Inclusive/Affirming: This language describes a space that is friendly toward all types of people. Historically synonymous with “tolerant,” this language gained traction with individuals and communities who felt merely “tolerating” other ways of being was an inadequate approach to building real community. Citizens Project strives to create an inclusive and affirming community for all people.
Privilege: Merriam Webster defines privilege as “a right or benefit that is given to some people and not to others.” Personal characteristics, including age, race, gender, sexual orientation, gender expression, economic status, ability status, immigration status, and others can influence access and opportunity, sometimes without the beneficiary even knowing the cause of his or her privilege. In a recent TED talk, Justin Ford describes privilege as “access to or enjoying rights or advantages simply by membership or belonging to a certain group or identity.”
Queer: For centuries, this term was a synonym for “odd,” until the 20th century, when it was first used as a pejorative term for gay. Still an offensive term for many, queer has recently been “reclaimed” by the academic community and young people who find “LGBT” to be too rigid and binary to encompass their sexual orientation and gender identity. When in doubt about someone’s preferred self-identification, we always ask.
Gender binary: The traditional division of genders into male or female. This term can also be extended to sexuality when describing one’s attraction as either same-sex or opposite-sex attraction. Many find that the presenting of only two options is not only limiting, but antagonistic to the fluidity of the human experience.
While researching, I googled “nonprofit jargon” and came up with this incredible tool for developing absolutely nonsensical phrases using buzz language from the sector. There’s an abundance of official-sounding nonprofit vernacular out there, and Citizens Project uses a few key “buzz phrases” to define who we are and what we do.
501 (c) 3: An IRS designation for a particular kind of nonprofit with an “exempt purpose.” 501 (c) 3 organizations are characterized by their social impact (versus profit) focus, and are tax exempt. Citizens Project is a 501 (c) 3, and as a result, we must remain nonpartisan in all our activities and adhere to IRS reporting regulations.
Nonpartisan: Most simply, this means unbiased, or not supporting or opposing any political party (or candidate) over another. Citizens Project goes to great lengths to remain nonpartisan in all our activities, and especially in our voter education programs.

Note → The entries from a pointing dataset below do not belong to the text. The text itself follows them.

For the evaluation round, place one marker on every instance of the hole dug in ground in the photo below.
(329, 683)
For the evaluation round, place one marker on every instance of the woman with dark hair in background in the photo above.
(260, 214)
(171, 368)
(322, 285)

All this language can be enough to leave you reeling. But the bottom line is this:
At Citizens Project, we have our sleeves rolled up and are creating (we think!) a better world. You are welcome here. We want to hear and understand your language, too! Always let us know if we are speaking in jargon, with acronyms…or in any way that makes our message less strong. We want you to hear. We want the world to hear. And we want to hear you! Please help us create a vocabulary that rings loudly and clearly from peak to shining peak.